Katie now has to care for the baby, so she can’t work to support Francie and Neely. So, after they finish their eighth class, both siblings have to work during all the summer. Francie, as her mother before, starts from the position of a factory worker, but then finds a better job in a clippings bureau. She loves her new job, because she can read the news from all over the country and learn how the world around her is operating. When they get their first payment, the siblings present it to their mother, proudly feeling themselves the new breadwinners of the family.
Katie has a good job and she likes it still, but she desperately wants to attend high school and learn more.
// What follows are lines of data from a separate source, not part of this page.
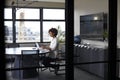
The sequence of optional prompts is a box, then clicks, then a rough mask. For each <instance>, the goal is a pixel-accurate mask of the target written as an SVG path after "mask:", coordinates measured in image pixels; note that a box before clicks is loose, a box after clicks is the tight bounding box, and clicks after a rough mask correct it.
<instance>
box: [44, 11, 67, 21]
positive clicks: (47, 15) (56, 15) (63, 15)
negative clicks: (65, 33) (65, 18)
mask: <svg viewBox="0 0 120 80" xmlns="http://www.w3.org/2000/svg"><path fill="white" fill-rule="evenodd" d="M43 19H52V20H53V19H59V20H64V19H65V10H64V9H43Z"/></svg>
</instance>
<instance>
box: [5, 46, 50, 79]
mask: <svg viewBox="0 0 120 80" xmlns="http://www.w3.org/2000/svg"><path fill="white" fill-rule="evenodd" d="M22 50H39V51H38V52H39V55H41V54H46V53H49V50H46V49H37V48H36V47H16V48H6V52H5V53H6V55H10V56H15V62H14V69H15V68H21V67H23V66H25V65H28V66H29V67H31V66H32V65H34V66H36V67H37V66H39V63H38V64H35V63H34V58H33V55H35V54H32V53H30V54H27V55H25V59H24V60H23V59H21V56H23V55H24V54H22ZM21 62H24V64H21ZM23 68H24V67H23ZM37 74H38V73H37V71H36V69H35V68H33V69H24V70H15V71H12V76H13V78H31V77H36V76H37Z"/></svg>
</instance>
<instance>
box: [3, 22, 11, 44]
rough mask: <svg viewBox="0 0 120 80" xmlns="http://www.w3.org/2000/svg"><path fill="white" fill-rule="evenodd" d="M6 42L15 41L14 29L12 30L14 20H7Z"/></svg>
mask: <svg viewBox="0 0 120 80" xmlns="http://www.w3.org/2000/svg"><path fill="white" fill-rule="evenodd" d="M4 25H5V26H4V27H5V42H6V43H12V42H13V36H12V35H13V30H12V21H5V22H4Z"/></svg>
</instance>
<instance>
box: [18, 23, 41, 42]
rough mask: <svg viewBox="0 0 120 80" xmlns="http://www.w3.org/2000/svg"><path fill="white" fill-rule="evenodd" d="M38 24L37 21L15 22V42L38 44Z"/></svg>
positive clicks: (38, 30)
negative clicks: (36, 42)
mask: <svg viewBox="0 0 120 80" xmlns="http://www.w3.org/2000/svg"><path fill="white" fill-rule="evenodd" d="M39 41H40V22H39V21H35V22H33V21H17V22H16V42H17V43H18V42H39Z"/></svg>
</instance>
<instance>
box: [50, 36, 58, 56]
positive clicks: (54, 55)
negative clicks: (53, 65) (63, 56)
mask: <svg viewBox="0 0 120 80" xmlns="http://www.w3.org/2000/svg"><path fill="white" fill-rule="evenodd" d="M49 47H50V48H51V52H50V53H49V55H48V56H49V57H51V58H56V57H57V50H58V40H57V38H56V37H55V38H53V39H52V40H51V43H50V46H49Z"/></svg>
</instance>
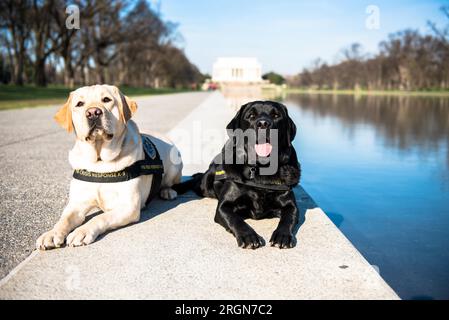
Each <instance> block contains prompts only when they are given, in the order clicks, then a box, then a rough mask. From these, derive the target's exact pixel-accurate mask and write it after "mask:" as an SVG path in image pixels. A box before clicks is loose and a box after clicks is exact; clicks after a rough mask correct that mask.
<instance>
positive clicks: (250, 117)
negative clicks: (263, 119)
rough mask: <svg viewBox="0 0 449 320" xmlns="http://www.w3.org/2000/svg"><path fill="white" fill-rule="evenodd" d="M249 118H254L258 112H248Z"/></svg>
mask: <svg viewBox="0 0 449 320" xmlns="http://www.w3.org/2000/svg"><path fill="white" fill-rule="evenodd" d="M248 118H249V119H251V120H254V119H255V118H256V114H255V113H254V112H251V113H250V114H248Z"/></svg>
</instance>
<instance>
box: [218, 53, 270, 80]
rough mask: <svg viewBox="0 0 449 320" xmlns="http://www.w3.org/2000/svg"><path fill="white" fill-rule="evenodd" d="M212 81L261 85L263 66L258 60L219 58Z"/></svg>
mask: <svg viewBox="0 0 449 320" xmlns="http://www.w3.org/2000/svg"><path fill="white" fill-rule="evenodd" d="M212 81H213V82H227V83H260V82H262V66H261V64H260V63H259V61H257V59H256V58H237V57H235V58H218V59H217V61H216V62H215V63H214V66H213V70H212Z"/></svg>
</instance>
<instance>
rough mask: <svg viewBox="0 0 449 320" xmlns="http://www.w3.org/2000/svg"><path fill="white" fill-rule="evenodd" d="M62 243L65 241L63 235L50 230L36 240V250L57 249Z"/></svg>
mask: <svg viewBox="0 0 449 320" xmlns="http://www.w3.org/2000/svg"><path fill="white" fill-rule="evenodd" d="M64 241H65V234H63V233H61V232H59V231H57V230H50V231H47V232H45V233H43V234H42V235H41V236H40V237H39V238H38V239H37V240H36V249H38V250H49V249H53V248H59V247H61V246H62V245H63V244H64Z"/></svg>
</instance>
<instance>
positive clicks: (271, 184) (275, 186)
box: [214, 165, 293, 191]
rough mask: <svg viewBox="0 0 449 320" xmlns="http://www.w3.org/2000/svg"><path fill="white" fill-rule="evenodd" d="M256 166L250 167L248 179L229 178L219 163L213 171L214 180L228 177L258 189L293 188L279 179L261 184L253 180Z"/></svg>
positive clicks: (292, 187)
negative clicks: (219, 164)
mask: <svg viewBox="0 0 449 320" xmlns="http://www.w3.org/2000/svg"><path fill="white" fill-rule="evenodd" d="M256 170H257V168H256V167H252V168H251V169H250V176H249V179H237V178H232V179H231V178H229V177H228V176H227V174H226V171H225V170H224V168H223V166H222V165H219V166H218V167H217V170H216V171H215V179H214V180H215V181H217V182H218V181H223V180H228V179H230V180H231V181H233V182H235V183H237V184H241V185H245V186H248V187H253V188H259V189H265V190H271V191H290V190H292V189H293V186H289V185H285V184H284V183H283V182H282V181H281V180H279V179H278V180H273V181H272V183H270V184H262V183H258V182H255V181H254V177H255V173H256Z"/></svg>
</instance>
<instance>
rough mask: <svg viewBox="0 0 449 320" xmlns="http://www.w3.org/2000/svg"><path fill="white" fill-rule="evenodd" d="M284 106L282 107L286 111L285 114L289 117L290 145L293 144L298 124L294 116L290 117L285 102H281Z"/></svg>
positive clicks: (287, 123) (288, 117)
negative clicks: (285, 105)
mask: <svg viewBox="0 0 449 320" xmlns="http://www.w3.org/2000/svg"><path fill="white" fill-rule="evenodd" d="M280 105H281V106H282V109H283V110H284V112H285V116H286V117H287V136H288V137H287V139H288V145H289V146H291V145H292V142H293V140H294V139H295V136H296V125H295V123H294V122H293V120H292V118H290V116H289V115H288V110H287V107H286V106H284V105H283V104H280Z"/></svg>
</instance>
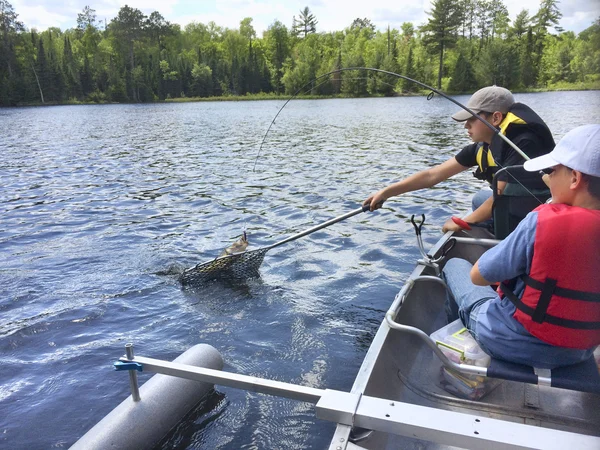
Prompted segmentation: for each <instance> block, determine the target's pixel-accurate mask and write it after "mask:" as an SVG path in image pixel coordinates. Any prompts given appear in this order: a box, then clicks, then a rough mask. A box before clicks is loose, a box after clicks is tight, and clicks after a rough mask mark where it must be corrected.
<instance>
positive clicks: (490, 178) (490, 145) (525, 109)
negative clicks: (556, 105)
mask: <svg viewBox="0 0 600 450" xmlns="http://www.w3.org/2000/svg"><path fill="white" fill-rule="evenodd" d="M499 131H500V133H502V134H503V135H504V136H506V137H508V138H509V139H510V140H511V141H512V142H513V143H514V144H515V145H517V146H518V145H519V142H520V141H522V140H524V139H529V140H531V141H533V142H536V143H537V146H536V148H534V149H533V150H532V149H531V148H530V149H528V153H529V154H528V155H527V156H529V157H530V158H535V157H537V156H541V155H545V154H546V153H549V152H550V151H551V150H552V149H553V148H554V145H555V144H554V138H553V137H552V133H551V132H550V129H549V128H548V126H547V125H546V124H545V123H544V121H543V120H542V119H541V118H540V116H538V115H537V114H536V113H535V111H533V110H532V109H531V108H530V107H529V106H527V105H524V104H523V103H515V104H514V105H513V106H512V107H511V108H510V110H509V111H508V112H507V113H506V115H505V117H504V120H503V121H502V123H500V126H499ZM509 152H514V149H512V148H511V147H510V146H509V145H508V144H507V143H506V142H505V141H504V140H503V139H502V138H501V137H499V136H498V135H496V134H495V135H494V137H493V138H492V143H491V144H490V145H488V144H485V143H483V144H480V145H479V147H478V149H477V153H476V159H477V165H478V167H477V170H476V171H475V173H474V174H473V175H474V176H475V177H476V178H478V179H480V180H486V181H488V182H489V183H491V182H492V179H493V177H494V174H495V173H496V172H497V171H498V170H499V169H500V168H501V167H504V166H505V163H504V160H505V158H506V155H507V154H508V153H509ZM523 162H525V160H524V159H523V160H522V162H521V163H523Z"/></svg>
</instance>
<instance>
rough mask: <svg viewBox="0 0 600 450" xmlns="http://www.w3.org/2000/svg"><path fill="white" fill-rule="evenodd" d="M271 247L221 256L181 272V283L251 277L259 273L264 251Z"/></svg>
mask: <svg viewBox="0 0 600 450" xmlns="http://www.w3.org/2000/svg"><path fill="white" fill-rule="evenodd" d="M270 248H272V247H265V248H259V249H257V250H252V251H250V252H244V253H236V254H233V255H226V256H221V257H220V258H217V259H213V260H212V261H208V262H205V263H201V264H198V265H197V266H195V267H192V268H190V269H187V270H185V271H184V272H183V273H182V274H181V278H180V281H181V283H182V284H187V285H189V284H201V283H204V282H206V281H210V280H214V279H218V278H238V279H245V278H252V277H257V276H258V275H259V272H258V269H259V267H260V265H261V264H262V262H263V259H264V258H265V253H267V251H268V250H269V249H270Z"/></svg>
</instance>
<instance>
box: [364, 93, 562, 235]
mask: <svg viewBox="0 0 600 450" xmlns="http://www.w3.org/2000/svg"><path fill="white" fill-rule="evenodd" d="M467 107H468V108H469V109H471V110H472V111H473V112H475V113H476V114H477V115H479V116H481V117H482V118H484V119H485V120H486V121H488V122H489V123H490V124H492V125H493V126H494V127H496V128H497V129H498V130H499V132H500V133H502V134H504V135H505V136H506V137H508V138H509V139H510V140H511V141H512V142H513V143H515V144H516V145H517V146H518V147H519V148H520V149H521V150H523V152H524V153H525V154H526V155H527V156H529V157H530V158H533V157H536V156H540V155H543V154H545V153H548V152H549V151H550V150H552V149H553V148H554V139H553V138H552V134H551V133H550V130H549V129H548V126H547V125H546V124H545V123H544V121H543V120H542V119H541V118H540V117H539V116H538V115H537V114H536V113H535V112H534V111H533V110H532V109H531V108H529V107H528V106H526V105H524V104H522V103H516V102H515V99H514V97H513V95H512V93H511V92H510V91H509V90H508V89H505V88H502V87H498V86H488V87H485V88H483V89H480V90H478V91H477V92H475V93H474V94H473V95H472V96H471V98H470V99H469V101H468V103H467ZM452 118H453V119H454V120H456V121H458V122H465V128H466V129H467V132H468V135H469V137H470V138H471V139H472V140H473V142H474V144H471V145H467V146H466V147H464V148H463V149H462V150H461V151H460V152H459V153H458V154H457V155H456V156H455V157H454V158H451V159H449V160H448V161H446V162H444V163H442V164H440V165H438V166H435V167H432V168H430V169H427V170H424V171H421V172H418V173H416V174H414V175H411V176H409V177H408V178H405V179H403V180H400V181H398V182H397V183H394V184H391V185H389V186H387V187H386V188H384V189H382V190H380V191H379V192H376V193H375V194H372V195H371V196H369V197H368V198H367V199H366V200H365V201H364V202H363V205H365V206H366V205H370V209H371V211H374V210H376V209H378V208H379V207H381V204H382V203H383V202H384V201H385V200H387V199H388V198H390V197H393V196H397V195H401V194H404V193H406V192H411V191H416V190H418V189H423V188H427V187H432V186H435V185H436V184H438V183H440V182H441V181H444V180H446V179H448V178H450V177H451V176H453V175H456V174H458V173H460V172H463V171H465V170H467V169H469V168H470V167H477V170H476V171H475V172H474V174H473V175H474V176H475V177H476V178H479V179H481V180H485V181H487V182H489V183H490V184H491V183H492V180H493V179H494V175H495V173H496V172H497V171H498V170H499V169H501V168H503V167H508V166H513V165H521V164H523V162H524V159H523V157H522V156H521V155H520V154H519V153H517V152H516V151H515V150H514V149H513V148H512V147H510V146H509V145H508V144H507V143H506V142H505V141H504V140H503V139H502V138H500V137H499V136H498V135H497V134H496V133H494V131H492V130H491V129H490V128H488V127H487V126H486V125H485V124H484V123H483V122H481V121H480V120H478V119H476V118H475V117H473V116H472V115H471V114H470V113H469V112H467V111H466V110H463V109H461V110H460V111H459V112H457V113H456V114H454V115H453V116H452ZM507 181H508V180H507V175H506V174H502V175H500V176H499V178H498V183H497V188H498V193H499V194H501V193H502V192H503V191H504V188H505V187H506V183H507ZM520 182H521V183H522V184H523V185H524V186H525V187H526V188H527V189H528V190H532V191H539V190H545V188H546V187H545V185H544V183H543V182H542V180H541V177H539V176H537V174H536V175H535V176H532V177H528V178H525V179H521V180H520ZM492 204H493V198H492V191H491V190H489V189H486V190H485V191H482V192H481V193H479V194H477V195H476V196H475V198H474V199H473V212H472V213H471V214H470V215H468V216H467V217H465V220H466V221H467V222H485V221H487V220H489V219H491V217H492ZM458 229H460V227H459V226H458V225H456V224H455V223H454V222H452V220H450V219H448V221H447V222H446V223H445V224H444V227H443V230H444V232H446V231H450V230H452V231H456V230H458Z"/></svg>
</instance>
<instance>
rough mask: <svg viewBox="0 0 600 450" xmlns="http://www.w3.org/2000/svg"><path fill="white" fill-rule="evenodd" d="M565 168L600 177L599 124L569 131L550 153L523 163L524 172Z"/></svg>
mask: <svg viewBox="0 0 600 450" xmlns="http://www.w3.org/2000/svg"><path fill="white" fill-rule="evenodd" d="M558 164H562V165H563V166H567V167H569V168H571V169H573V170H577V171H579V172H581V173H585V174H587V175H591V176H593V177H600V124H594V125H583V126H581V127H577V128H574V129H572V130H571V131H569V132H568V133H567V134H565V135H564V136H563V138H562V139H561V140H560V142H559V143H558V144H557V145H556V147H554V150H552V151H551V152H550V153H548V154H546V155H542V156H539V157H537V158H533V159H531V160H529V161H525V164H524V167H525V170H527V171H529V172H536V171H538V170H542V169H547V168H548V167H554V166H557V165H558Z"/></svg>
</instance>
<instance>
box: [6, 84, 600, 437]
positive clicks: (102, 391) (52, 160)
mask: <svg viewBox="0 0 600 450" xmlns="http://www.w3.org/2000/svg"><path fill="white" fill-rule="evenodd" d="M459 100H461V101H465V102H466V100H467V97H460V98H459ZM517 100H519V101H522V102H524V103H527V104H529V105H531V106H532V107H533V108H534V109H535V110H536V111H537V112H538V113H539V114H540V115H541V116H542V117H543V118H544V119H545V120H546V121H547V123H548V124H549V126H550V128H551V129H552V131H553V133H554V135H555V137H556V138H559V137H560V136H562V135H564V134H565V133H566V132H567V131H568V130H569V129H571V128H573V127H574V126H577V125H581V124H585V123H593V122H595V123H600V92H564V93H546V94H524V95H518V96H517ZM282 105H283V102H279V101H264V102H222V103H188V104H160V105H101V106H61V107H47V108H19V109H0V151H1V155H2V159H1V161H0V169H1V170H0V251H1V255H2V258H1V259H0V318H1V320H0V411H2V414H0V447H2V448H11V449H48V448H61V447H68V446H70V445H71V444H73V443H74V442H75V441H76V440H77V439H78V438H79V437H80V436H81V435H83V434H84V433H85V432H86V431H87V430H88V429H89V428H91V427H92V426H93V425H94V424H95V423H96V422H97V421H98V420H100V419H101V418H102V417H104V415H106V414H107V413H108V412H109V411H111V410H112V409H113V408H114V407H115V406H116V405H117V404H118V403H120V402H121V401H122V400H123V399H124V398H125V397H126V396H127V395H129V384H128V378H127V375H126V374H125V373H121V372H114V371H113V370H112V362H114V361H115V360H116V359H118V357H119V356H120V355H121V354H123V353H124V352H123V347H124V344H125V343H126V342H133V343H134V344H135V346H136V352H137V354H138V355H143V356H148V357H155V358H160V359H169V360H170V359H173V358H175V357H176V356H178V355H179V354H181V353H182V352H183V351H185V350H186V349H188V348H189V347H191V346H193V345H195V344H197V343H201V342H203V343H210V344H211V345H213V346H214V347H216V348H217V349H218V350H219V351H220V352H221V354H222V355H223V357H224V360H225V370H227V371H231V372H237V373H243V374H247V375H254V376H260V377H266V378H270V379H275V380H281V381H286V382H291V383H298V384H303V385H307V386H313V387H317V388H332V389H340V390H349V389H350V387H351V385H352V382H353V380H354V377H355V375H356V373H357V371H358V368H359V367H360V364H361V361H362V358H363V356H364V354H365V352H366V350H367V348H368V345H369V343H370V341H371V339H372V337H373V335H374V333H375V332H376V330H377V328H378V326H379V323H380V322H381V320H382V318H383V315H384V313H385V311H386V310H387V308H388V306H389V304H390V303H391V302H392V300H393V297H394V295H395V293H396V292H397V291H398V290H399V288H400V287H401V285H402V282H403V280H404V279H405V278H406V277H407V276H408V274H409V273H410V271H412V268H413V266H414V263H415V260H416V259H417V257H418V251H417V247H416V243H415V238H414V233H413V230H412V226H411V225H410V222H409V218H410V215H411V214H421V213H424V214H426V216H427V221H428V223H429V225H428V226H426V228H425V231H424V233H425V239H426V241H427V244H428V245H431V244H433V243H434V242H435V241H436V240H437V239H438V238H439V237H440V235H441V233H440V227H441V225H442V224H443V222H444V220H445V219H446V218H447V217H448V216H450V215H452V214H460V213H464V212H465V211H466V210H467V209H468V208H469V205H470V202H469V197H470V195H471V194H472V193H474V192H476V191H477V190H478V189H479V188H480V187H481V185H480V184H479V182H478V181H477V180H475V179H474V178H473V177H472V176H471V175H470V174H469V173H465V174H462V175H459V176H457V177H455V178H454V179H452V180H450V181H448V182H445V183H443V184H442V185H440V186H438V187H437V188H435V189H431V190H427V191H423V192H417V193H411V194H407V195H405V196H403V197H402V198H401V199H397V200H395V201H390V202H388V203H387V204H386V207H385V208H384V209H383V210H381V211H378V212H376V213H371V214H369V213H367V214H364V215H360V216H356V217H353V218H351V219H348V220H346V221H345V222H342V223H339V224H336V225H334V226H332V227H330V228H328V229H326V230H322V231H320V232H318V233H315V234H313V235H311V236H308V237H305V238H303V239H300V240H298V241H295V242H293V243H290V244H287V245H285V246H282V247H280V248H277V249H275V250H272V251H271V252H269V253H268V254H267V256H266V258H265V262H264V264H263V266H262V268H261V272H262V276H261V278H259V279H255V280H249V281H247V282H244V283H222V282H214V283H210V284H208V285H207V286H203V287H201V288H198V289H195V290H189V289H182V287H181V286H180V284H179V283H178V281H177V274H178V273H180V272H181V270H182V269H183V268H185V267H189V266H191V265H194V264H197V263H198V262H202V261H205V260H209V259H211V258H214V257H215V256H216V255H217V254H218V253H219V252H220V251H221V250H222V248H224V247H226V246H227V245H229V244H230V243H231V242H232V241H234V240H235V239H237V237H238V236H239V235H240V234H241V232H242V231H243V230H244V229H246V230H247V232H248V234H249V239H250V242H251V247H250V248H258V247H260V246H263V245H267V244H271V243H273V242H276V241H278V240H281V239H283V238H285V237H288V236H289V235H291V234H293V233H295V232H298V231H301V230H303V229H305V228H308V227H311V226H313V225H315V224H316V223H319V222H322V221H325V220H328V219H330V218H332V217H335V216H338V215H340V214H343V213H345V212H347V211H350V210H352V209H354V208H356V207H358V206H359V204H360V203H361V201H362V200H363V199H364V198H365V197H366V196H367V195H368V194H369V193H371V192H372V191H374V190H376V189H379V188H381V187H383V186H384V185H385V184H387V183H389V182H390V181H393V180H397V179H398V178H400V177H402V176H405V175H408V174H410V173H412V172H414V171H417V170H420V169H423V168H425V167H428V166H431V165H434V164H436V163H440V162H442V161H444V160H446V159H447V158H449V157H451V156H452V155H453V154H454V153H455V152H456V151H457V149H459V148H460V147H462V146H463V145H465V144H467V143H468V142H467V139H466V133H465V131H464V130H463V129H462V128H461V126H460V125H458V124H456V123H453V121H452V120H451V119H450V118H449V116H450V114H452V113H453V112H454V111H455V109H456V107H455V106H454V105H453V104H451V103H450V102H448V101H446V100H444V99H441V98H435V99H433V100H431V101H427V100H426V99H425V98H395V99H362V100H321V101H293V102H291V103H290V104H288V106H287V107H286V108H285V109H284V110H283V112H282V113H281V115H280V116H279V118H278V120H277V122H276V124H275V126H274V127H273V129H272V130H271V132H270V133H269V134H268V136H267V139H266V141H265V144H264V146H263V150H262V153H261V155H260V157H259V158H258V160H257V163H256V168H255V170H253V166H254V162H255V160H256V156H257V153H258V148H259V145H260V142H261V140H262V138H263V135H264V133H265V131H266V129H267V127H268V126H269V124H270V122H271V120H272V119H273V117H274V116H275V114H276V113H277V111H278V110H279V109H280V108H281V107H282ZM146 377H147V375H144V376H142V377H141V380H142V381H144V380H145V379H147V378H146ZM333 429H334V425H333V424H329V423H325V422H322V421H318V420H316V419H315V418H314V410H313V407H312V406H311V405H307V404H303V403H297V402H294V401H292V400H286V399H279V398H275V397H270V396H265V395H260V394H256V393H247V392H244V391H240V390H235V389H230V388H225V387H217V392H216V393H215V394H214V395H213V396H212V397H211V398H210V399H209V400H208V401H207V402H206V403H205V404H203V405H201V406H200V407H199V408H198V409H197V410H196V411H195V412H194V413H193V414H192V416H191V417H190V419H189V420H188V421H187V422H185V423H184V424H182V425H181V426H180V427H179V428H178V429H177V430H176V431H175V432H174V433H173V434H172V435H171V436H169V437H168V439H167V440H166V442H164V443H163V444H164V445H162V446H161V447H163V448H174V447H177V448H211V449H212V448H249V449H252V448H257V449H270V448H323V447H325V446H326V445H328V443H329V439H330V436H331V433H332V432H333Z"/></svg>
But Katie decides that the boy will achieve more than she and sends her favourite child to high school instead, because the family has money to pay for the one child only. With Francie working the family now can allow more and live the more relaxed life. Francie doesn’t hold a grudge and enrolls to college summer classes herself.
With the beginning of the World War I the life in America and in the world changes. Sissy, who has poor health, now can give birth to a healthy baby due to the technical and medical progress. Francie feels the romantic love for the first time: she meets a young soldier named Lee Rynor and immediately images a brave war hero. She falls in love with him immediately, but Lee has a fiancée, who he returned to marry before going back to war. Francie is heartbroken for a long period of time, until, surprisingly for herself, she understands that she feels very comfortable in the company of the neighborhood boy (who is now a young man) Ben Blake from her summer school.
The novel ends with Katie also meeting her love. Sergeant McShane, who returns from the war, admits his feelings to the widow and makes her a proposal. He is a decent and generous man and he promises to take care about little Laurie and pay for college for both Neeley and Francie. Katie happily agrees to marry him and the day before the wedding all the family moves from their cramped apartment to the spacious one. Francie prepares to leave for Michigan to study in the college and says her farewell to the Tree of Heaven. She feels that the Tree also says farewell to her.